È obbligatorio rispettare la distanza interpersonale di almeno due metri, se si tratta di attività sportiva, e di un metro, se si tratta di semplice attività motoria. In ogni caso sono vietati gli assembramenti.
Al fine di svolgere l’attività motoria o sportiva di cui sopra, è consentito anche spostarsi con mezzi pubblici o privati per raggiungere il luogo individuato per svolgere tali attività. Non è consentito svolgere attività motoria o sportiva fuori dalla propria Regione.
L’uso della bicicletta è consentito per raggiungere la sede di lavoro, il luogo di residenza o i negozi che proseguono l'attività di vendita. È inoltre consentito utilizzare la bicicletta per svolgere attività motoria all’aperto.
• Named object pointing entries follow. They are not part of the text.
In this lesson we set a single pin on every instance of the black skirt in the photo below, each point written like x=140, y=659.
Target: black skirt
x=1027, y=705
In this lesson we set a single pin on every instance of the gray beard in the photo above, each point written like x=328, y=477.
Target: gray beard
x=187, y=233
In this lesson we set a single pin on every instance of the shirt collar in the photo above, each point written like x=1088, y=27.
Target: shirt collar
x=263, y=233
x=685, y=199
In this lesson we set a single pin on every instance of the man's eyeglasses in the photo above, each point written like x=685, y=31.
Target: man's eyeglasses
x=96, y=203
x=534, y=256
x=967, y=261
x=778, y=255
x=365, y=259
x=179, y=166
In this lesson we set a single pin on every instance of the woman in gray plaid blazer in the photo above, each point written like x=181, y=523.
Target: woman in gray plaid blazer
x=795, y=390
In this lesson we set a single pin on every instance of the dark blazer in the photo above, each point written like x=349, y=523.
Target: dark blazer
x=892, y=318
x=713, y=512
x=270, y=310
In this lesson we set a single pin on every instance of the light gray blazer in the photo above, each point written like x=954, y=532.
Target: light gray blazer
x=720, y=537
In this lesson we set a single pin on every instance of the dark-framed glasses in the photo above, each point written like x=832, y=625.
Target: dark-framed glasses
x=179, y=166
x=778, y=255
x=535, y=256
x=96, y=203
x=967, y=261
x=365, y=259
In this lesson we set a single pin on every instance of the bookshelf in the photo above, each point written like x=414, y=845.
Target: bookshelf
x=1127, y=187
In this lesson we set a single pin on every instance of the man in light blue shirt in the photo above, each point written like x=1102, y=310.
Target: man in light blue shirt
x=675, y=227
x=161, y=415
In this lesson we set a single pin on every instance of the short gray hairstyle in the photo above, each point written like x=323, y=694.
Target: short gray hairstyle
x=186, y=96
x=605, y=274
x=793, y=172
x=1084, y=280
In ogni circostanza deve comunque essere osservata la prescritta distanza di sicurezza interpersonale.
Per le informazioni relative agli spostamenti da e per l'estero, si consiglia di consultare il sito del Ministero degli affari esteri e della cooperazione internazionale.


Sarà possibile svolgere attività sportiva individuale nei parchi a partire dal 4 maggio?

Per queste attività è obbligatorio l'uso della mascherina?
No. Solo quando si parla o ci si intrattiene con altre persone e comunque sempre nel rispetto della distanza di sicurezza di almeno un metro
È consentita l'apertura degli impianti sportivi pubblici e privati per attività individuali, eventualmente solo all'aperto e/o senza utilizzo spogliatoi e aree comuni?
No
È consentita l'apertura delle piscine?
No
Sarà possibile allenarsi in bicicletta individualmente già dal 4 di maggio?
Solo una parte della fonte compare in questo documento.